Most notably, Southwest will be able to serve Atlanta, the largest American city that it currently does not fly to. AirTran has a major hub at Atlanta, offering nonstop flights to many other cities in the northeast, southeast, and mid-Atlantic states out of Hartsfield-Jackson International Airport.

Southwest has set up a website touting the virtues of the deal
. The website doesn't mention that AirTran, which was originally born in 1993 as ValuJet, has a very rocky and troubled history. ValuJet's first few years of existence were filled with accidents, oversights, and safety violations due to corner-cutting.

The airline's problems eventually culminated in disaster.

Three years after it was founded, ValuJet suffered a near fatal blow when one of its flights crashed into the Florida Everglades as a result of a fire in the cargo hold which was entirely preventable.

One hundred and ten people were killed.

ValuJet's reputation was so damaged by the disaster that it merged with a smaller competitor: AirTran. ValuJet adopted the AirTran name, even though it was the nominal survivor of the deal, because it wanted to remake itself. There have been two notable incidents since the Flight 592 disaster. Both occurred in 1998; neither incident resulted in a fatality.

Today's AirTran is obviously run by more competent people, but context is important, which is why I mention the history. Had the FAA gone ahead and permanently grounded ValuJet in 1996 — like it considered doing — it might have gone out of business and never merged with AirTran.
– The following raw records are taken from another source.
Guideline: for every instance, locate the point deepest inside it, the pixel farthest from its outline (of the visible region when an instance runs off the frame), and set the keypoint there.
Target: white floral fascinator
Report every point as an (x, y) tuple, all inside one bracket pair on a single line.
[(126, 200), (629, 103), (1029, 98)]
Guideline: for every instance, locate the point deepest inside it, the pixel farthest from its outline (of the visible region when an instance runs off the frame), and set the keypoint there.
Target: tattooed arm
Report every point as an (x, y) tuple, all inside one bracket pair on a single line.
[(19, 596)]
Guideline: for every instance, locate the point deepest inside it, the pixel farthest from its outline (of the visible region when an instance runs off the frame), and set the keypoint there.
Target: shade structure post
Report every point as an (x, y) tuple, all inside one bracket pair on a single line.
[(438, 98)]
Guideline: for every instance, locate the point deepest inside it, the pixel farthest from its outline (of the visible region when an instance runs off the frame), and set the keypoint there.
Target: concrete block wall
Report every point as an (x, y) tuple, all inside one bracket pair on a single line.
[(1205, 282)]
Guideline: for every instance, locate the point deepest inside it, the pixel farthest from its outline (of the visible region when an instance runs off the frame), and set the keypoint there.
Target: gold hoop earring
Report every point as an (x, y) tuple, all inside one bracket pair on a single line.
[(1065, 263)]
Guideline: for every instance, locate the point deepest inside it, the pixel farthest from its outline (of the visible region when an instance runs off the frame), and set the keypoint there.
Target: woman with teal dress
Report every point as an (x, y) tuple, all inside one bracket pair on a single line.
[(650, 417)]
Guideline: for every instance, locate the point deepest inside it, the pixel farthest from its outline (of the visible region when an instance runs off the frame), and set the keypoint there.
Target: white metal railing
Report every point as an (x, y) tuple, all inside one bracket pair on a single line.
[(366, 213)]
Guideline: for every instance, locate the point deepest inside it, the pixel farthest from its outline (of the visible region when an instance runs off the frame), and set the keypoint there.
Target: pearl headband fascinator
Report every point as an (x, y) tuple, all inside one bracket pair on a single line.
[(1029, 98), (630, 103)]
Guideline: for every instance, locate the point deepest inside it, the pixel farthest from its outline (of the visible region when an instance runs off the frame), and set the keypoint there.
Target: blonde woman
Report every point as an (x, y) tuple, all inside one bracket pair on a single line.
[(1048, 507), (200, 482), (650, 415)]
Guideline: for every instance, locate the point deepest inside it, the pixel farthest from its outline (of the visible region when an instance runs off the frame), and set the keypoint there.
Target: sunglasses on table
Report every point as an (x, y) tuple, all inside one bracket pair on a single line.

Southwest will have some strategic decisions to make as a result of the merger. It will have to decide whether to serve all of the markets that AirTran currently servies. It will have to decide if it wants to continue offering international service to Mexico and the Caribbean, as AirTran does today. Southwest will also have to figure out how to integrate AirTran's fleet. Like Southwest, AirTran flies an all-Boeing fleet, but several dozen of its aircraft are 717s, not 737s. Production on the 717 (originally the MD-95, itself a derivative of the DC-9) ended in 2006, so it is likely the 717s will be gradually phased out over time.

The two airlines expect to be fully integrated within two years.